Episode demi episode kehidupan sang maestro disusun dalam bentuk dramatik: pembacaan naskah, puisi, dan testimoni.

Tak ada air mata berlebihan, hanya kata-kata yang menyalakan kembali semangat dan tawa Nano, sosok yang tak pernah benar-benar pergi dari panggung Indonesia.

Bersama sang istri, Ratna Riantiarno, ia mengubah teater menjadi ruang kritik yang hangat dan lucu. Dari “Sampek Engtay” hingga “Opera Sembelit”, karya-karyanya tak sekadar hiburan, tapi juga cermin sosial yang tajam.

Di acara peringatan itu, nama Ratna kerap disebut—bukan hanya sebagai pasangan hidup, tapi sebagai rekan seperjuangan yang menyeimbangkan kerasnya idealisme Nano dengan kelembutan sehari-hari.

Nano tak pernah lepas dari Ratna Riantiarno, istri sekaligus rekan seperjuangannya di Teater Koma. Keduanya dikenal sebagai pasangan yang saling meneguhkan, membangun teater sebagai ruang bagi suara rakyat. Nano mendirikan teater yang berani bicara tentang kekuasaan, kemanusiaan, dan Jakarta yang riuh.

Bagi dunia teater, Nano Riantiarno adalah guru yang tak menggurui—pelatih yang menanamkan disiplin dan keberanian bersuara lewat karya. Namun bagi kalangan jurnalis, ia juga dikenal wartawan bersama istri Gus Dur Sinta Nuriyah di Majalah Zaman dan Pemred Majalah MATRA: “bos rasa teman”, begitu istilah yang muncul berulang dalam kesaksian.

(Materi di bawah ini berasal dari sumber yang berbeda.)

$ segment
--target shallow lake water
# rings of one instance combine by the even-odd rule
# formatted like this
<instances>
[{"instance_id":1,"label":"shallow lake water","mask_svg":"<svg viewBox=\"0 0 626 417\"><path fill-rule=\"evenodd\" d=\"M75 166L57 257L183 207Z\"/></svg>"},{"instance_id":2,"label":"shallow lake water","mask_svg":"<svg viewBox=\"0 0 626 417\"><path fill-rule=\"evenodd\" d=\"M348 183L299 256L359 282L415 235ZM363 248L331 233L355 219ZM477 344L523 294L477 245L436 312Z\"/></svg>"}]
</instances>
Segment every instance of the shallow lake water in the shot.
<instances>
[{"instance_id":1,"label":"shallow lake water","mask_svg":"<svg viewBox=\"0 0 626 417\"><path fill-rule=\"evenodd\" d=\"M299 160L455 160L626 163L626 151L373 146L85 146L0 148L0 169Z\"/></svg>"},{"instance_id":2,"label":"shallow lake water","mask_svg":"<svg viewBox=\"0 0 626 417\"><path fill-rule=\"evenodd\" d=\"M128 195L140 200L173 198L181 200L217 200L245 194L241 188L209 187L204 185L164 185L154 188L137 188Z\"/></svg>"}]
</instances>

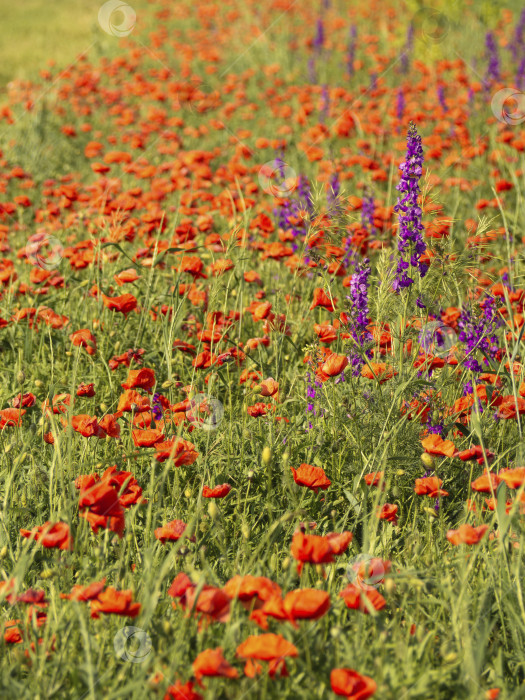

Tulisan-tulisan kenangan dari Andy F. Noya, S.S. Budi Raharjo, UU Suhardi, Cendrawati, Irfan Budiman, Widjayanto, Nurdin Kalim, Ismunandar, Tantyo Bangun, Urry Kartopati, hingga Drigo L. Tobing turut dibacakan secara bergantian.

Dalam sepuluh menit di Andy F Noya dan Meike Malaon membacakan potongan demi potongan tulisan kenangan, yang membentuk mosaik kecil tentang sosok yang mereka panggil Mas Nano: seorang guru kemandirian, pemimpin yang menegur tanpa suara tinggi, dan teman yang selalu menemukan alasan untuk tertawa di tengah tekanan.

Di akhir layar panggung, kru MATRA saat di bawah grup majalah TEMPO foto-foto sekalian reuni. Ada Upiek istri Mas Andy Noya, Gogor Ugroseno, Dian S Andriyanto, Debra Yatim, Gemala mewakili Ricardo Iwan Yatim, dan Laksamana Sukardi yang datang mewakili Wina Armada yang selain Fikri Jufri almarh mantan Pemred MATRA.

Sejatinya, komunikasi mereka sebelumnya terjalin hangat lewat grup WhatsApp “NR 1000 HR”, yang dipandu Satriana Yudanti dan Sari Madjid.

Mereka datang tak hanya untuk mengenang, tapi juga untuk melanjutkan percakapan yang dulu sempat terhenti: tentang seni, kerja keras, dan keberanian berpikir merdeka.